MARCH TRADE DEFICIT NARROWS AS DOLLAR TESTS TOP OF 2005 TRADING RANGE -- WHY AN UPSIDE BREAKOUT WOULDN'T BE GOOD FOR STOCKS OR COMMODITIES

FOREIGN CURRENCIES FALL... The U.S. trade deficit for March was much narrower than expected. That's giving a boost to the U.S. dollar and is pushing foreign currencies lower. Charts 1 and 2 show the Canadian Dollar and the Euro in danger of falling below their 200-day moving averages. Even the Japanese yen, which has been stronger lately, is down today (Chart 3). The yen has been rising on rumors of a possible revaluation of the Chinese yuan. The U.S. Dollar is testing the upper end of its 2005 price range and its 200-day moving average. A rising dollar hasn't been good for stocks recently.

Chart 1

Chart 2

Chart 3


DOLLAR TESTING OVERHEAD RESISTANCE ... The chart of the U.S. Dollar index (plotted through Tuesday) shows it testing the top of its 2005 trading range and its 200-day moving average. Needless to say, that puts the greenback in a crucial testing zone. One of our readers asked if the Dollar chart had the look of a bullish ascending triangle. I have to admit that it does. An ascending triangle is identified by two converging trendlines with the upper line flat and the lower line rising. That does appear to be the case since the the start of 2005. But an upside breakout is still needed to confirm that bullish pattern. Those who think that would be bullish for stocks might want to compare Charts 4 and 5. They show that the S&P 500 and the Dollar have been trending in the opposite direction at least since last October.

Chart 4

Chart 5


THE DOLLAR AND THE S&P ARE TRENDING IN OPPOSITE DIRECTIONS ... The next chart compares the U.S. Dollar Index (green line) to the S&P 500 (red line) over the last two years. Their inverse correlation is pretty clear. The dollar fell throughout most of 2003 as the market rallied. The dollar bottom at the start of 2004 coincided with a market drop. The drop in the dollar starting in August of last year coincided with another upleg in stocks. Since the start of 2005, a rebound in the dollar has coincided with a weak stock market. This inverse correlation isn't necessarily the historical norm, nor will it last forever. But it is the case right now. I point this out at this juncture because a lot of eyes are watching the dollar as it tests its 2005 high. I'm sure any upside breakout in the dollar will invite TV analysts telling us why this is bullish for stocks. I'm not so sure.

Chart 6


ANOTHER LOOK AT THE DOLLAR ... There are several other chart reasons why the dollar is at a crucial chart juncture. Chart 7 shows that the USD is challenging a (red) down trendline starting exactly a year ago. The horizontal line shows that the USD is testing overhead resistance at the low formed at the start of 2004 (see circle).
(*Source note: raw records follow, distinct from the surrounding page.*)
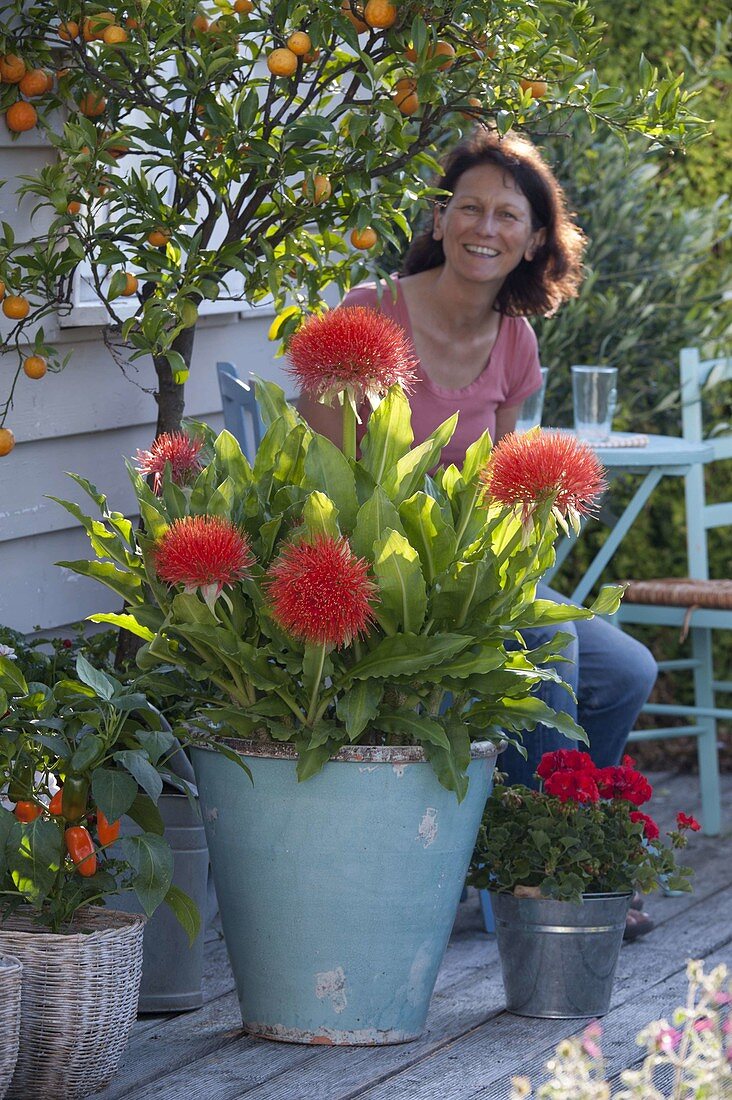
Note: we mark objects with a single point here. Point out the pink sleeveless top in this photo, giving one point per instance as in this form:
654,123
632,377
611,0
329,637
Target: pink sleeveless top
511,374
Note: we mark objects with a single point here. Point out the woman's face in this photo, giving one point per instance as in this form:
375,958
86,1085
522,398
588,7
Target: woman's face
485,228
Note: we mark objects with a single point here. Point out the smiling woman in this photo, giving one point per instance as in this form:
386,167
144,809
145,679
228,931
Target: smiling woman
500,248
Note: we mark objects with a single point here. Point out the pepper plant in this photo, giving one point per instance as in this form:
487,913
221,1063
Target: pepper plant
74,758
336,598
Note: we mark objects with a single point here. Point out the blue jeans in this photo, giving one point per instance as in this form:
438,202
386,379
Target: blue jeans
611,674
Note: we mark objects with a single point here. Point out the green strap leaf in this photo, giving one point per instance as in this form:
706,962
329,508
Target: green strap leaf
402,589
389,435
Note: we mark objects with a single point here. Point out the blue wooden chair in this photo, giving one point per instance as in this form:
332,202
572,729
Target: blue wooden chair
240,413
697,604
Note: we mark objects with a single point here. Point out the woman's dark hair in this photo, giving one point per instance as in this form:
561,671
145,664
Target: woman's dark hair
537,286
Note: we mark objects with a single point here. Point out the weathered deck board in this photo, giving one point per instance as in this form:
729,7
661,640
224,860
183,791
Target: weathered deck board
471,1046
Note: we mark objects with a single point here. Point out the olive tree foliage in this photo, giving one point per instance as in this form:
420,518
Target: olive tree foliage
198,139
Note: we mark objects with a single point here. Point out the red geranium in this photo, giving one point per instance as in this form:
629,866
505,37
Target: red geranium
528,469
686,821
351,348
320,592
203,551
564,760
651,831
176,448
572,785
622,781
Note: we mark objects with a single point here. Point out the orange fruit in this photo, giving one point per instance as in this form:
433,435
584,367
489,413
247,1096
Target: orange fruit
363,238
21,116
68,30
282,62
537,88
159,238
380,13
35,83
7,441
113,35
299,43
35,366
318,189
15,307
12,68
443,50
353,13
93,105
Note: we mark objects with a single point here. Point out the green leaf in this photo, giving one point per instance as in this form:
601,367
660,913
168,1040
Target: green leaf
357,706
327,470
320,516
113,791
389,435
432,537
141,769
99,682
34,854
402,590
146,815
185,911
375,516
414,726
152,860
405,653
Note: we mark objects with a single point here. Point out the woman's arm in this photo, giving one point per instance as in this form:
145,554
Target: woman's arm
326,419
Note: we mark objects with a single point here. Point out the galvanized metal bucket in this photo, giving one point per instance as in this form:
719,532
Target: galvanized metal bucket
337,894
558,958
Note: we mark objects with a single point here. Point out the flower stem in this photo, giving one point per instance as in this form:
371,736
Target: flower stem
316,683
349,425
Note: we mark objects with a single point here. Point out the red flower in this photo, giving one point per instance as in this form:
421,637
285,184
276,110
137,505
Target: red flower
651,831
354,348
201,551
319,591
686,821
623,782
572,787
176,448
533,468
564,760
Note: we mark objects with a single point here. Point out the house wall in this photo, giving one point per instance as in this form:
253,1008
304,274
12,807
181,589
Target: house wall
85,419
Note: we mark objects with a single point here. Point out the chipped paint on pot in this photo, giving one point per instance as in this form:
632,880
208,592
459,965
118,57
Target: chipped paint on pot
338,894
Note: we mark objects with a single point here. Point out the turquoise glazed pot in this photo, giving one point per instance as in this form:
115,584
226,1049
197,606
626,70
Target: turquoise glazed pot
338,893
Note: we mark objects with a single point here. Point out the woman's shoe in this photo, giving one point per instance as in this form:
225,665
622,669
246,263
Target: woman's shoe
637,923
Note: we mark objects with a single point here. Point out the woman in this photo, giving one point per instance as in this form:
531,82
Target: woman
502,246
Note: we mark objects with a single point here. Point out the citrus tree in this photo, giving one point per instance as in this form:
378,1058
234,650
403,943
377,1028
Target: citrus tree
261,147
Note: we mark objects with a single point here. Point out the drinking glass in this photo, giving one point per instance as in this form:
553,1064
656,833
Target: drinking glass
530,414
594,394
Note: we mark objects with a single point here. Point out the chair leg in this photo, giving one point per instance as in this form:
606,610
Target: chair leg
701,646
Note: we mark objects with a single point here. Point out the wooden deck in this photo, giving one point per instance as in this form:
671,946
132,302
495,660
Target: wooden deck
471,1046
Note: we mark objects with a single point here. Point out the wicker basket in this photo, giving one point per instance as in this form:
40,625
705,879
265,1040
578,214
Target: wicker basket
79,1000
10,981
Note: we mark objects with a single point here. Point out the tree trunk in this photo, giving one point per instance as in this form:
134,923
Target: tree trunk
171,403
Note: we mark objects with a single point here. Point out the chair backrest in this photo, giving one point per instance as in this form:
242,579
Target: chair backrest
698,376
240,413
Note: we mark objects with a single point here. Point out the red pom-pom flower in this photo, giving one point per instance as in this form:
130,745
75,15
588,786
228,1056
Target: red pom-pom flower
203,552
320,592
176,448
528,469
352,348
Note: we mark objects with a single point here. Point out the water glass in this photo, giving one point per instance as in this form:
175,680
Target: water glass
594,394
530,414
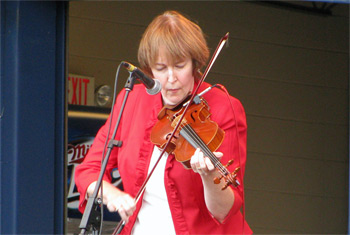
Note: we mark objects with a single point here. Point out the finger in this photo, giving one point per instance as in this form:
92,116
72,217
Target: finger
209,164
111,207
218,154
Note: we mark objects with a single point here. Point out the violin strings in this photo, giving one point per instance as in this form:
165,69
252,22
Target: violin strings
189,130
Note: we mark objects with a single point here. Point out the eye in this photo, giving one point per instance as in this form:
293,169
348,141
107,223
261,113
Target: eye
180,65
160,68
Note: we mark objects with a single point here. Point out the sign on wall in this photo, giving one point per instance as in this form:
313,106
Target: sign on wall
81,90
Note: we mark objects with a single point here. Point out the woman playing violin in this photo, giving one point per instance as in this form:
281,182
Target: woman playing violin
176,200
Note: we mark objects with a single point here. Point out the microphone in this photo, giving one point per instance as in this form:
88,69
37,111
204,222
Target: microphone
153,86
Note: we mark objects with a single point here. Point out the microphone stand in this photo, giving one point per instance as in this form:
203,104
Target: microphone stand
91,219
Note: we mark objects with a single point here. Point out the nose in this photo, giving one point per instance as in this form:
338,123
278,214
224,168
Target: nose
171,76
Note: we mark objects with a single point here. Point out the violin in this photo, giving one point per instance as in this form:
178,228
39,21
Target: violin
196,130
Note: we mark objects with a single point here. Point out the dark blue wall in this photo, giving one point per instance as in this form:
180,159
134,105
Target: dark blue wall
32,124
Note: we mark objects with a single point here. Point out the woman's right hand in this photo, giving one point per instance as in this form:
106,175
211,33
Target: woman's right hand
116,200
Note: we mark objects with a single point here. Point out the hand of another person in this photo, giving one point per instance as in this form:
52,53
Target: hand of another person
121,202
202,164
116,200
Needless to say what the dollar does here will have a ripple effect through other markets. Whatever the dollar does, gold will do the opposite as will most other commodities. Chart 8 shows gold testing its 200-day moving average and a two-year support line. The direction of the dollar may also have an impact on the stock market -- but in the opposite direction as well. [A wild card in dollar direction will be any decision by the Chinese to revalue the yuan. If and when they do that (and depending on how they do it), I suspect the dollar will drop and Asian currencies will gain].

Chart 7

Chart 8


COMMODITY RALLY TIED TO DOLLAR DROP ... The commodity bull market started at the same time that the dollar peaked at the start of 2002. They've been trending in opposite directions since. I don't happen to believe that there's enough evidence to say that the dollar is forming a major bottom. But it could easily move back up to its early 2004 peak (92.5) without upsetting its long-term decline. A dollar rally would probably pull the CRB Index back at least to its major up trendline. That wouldn't necessarily upset the bull market in commodities either. That does suggest, however, that commodities may be putting in an intermediate term top. That would be consistent with economic weakening and may also explain why basic material and gold stocks have been selling off so hard lately.

Chart 9


GRADUATION DAY TOMORROW... I'll be taking tomorrow (Thursday) off to attend my daughter's graduation from college. But I'll be back on Friday to try to make sense out of recent market moves. As far as I can see, little has changed over the last few days. The S&P 500 continues to bounce around between major support at its 200-day average and resistance at its 50-day line. That keeps the market in a short-term neutral range. I still believe that the market's major trend will have a downside bias over the next six months. But I don't recommend new action until the short-term picture clarifies.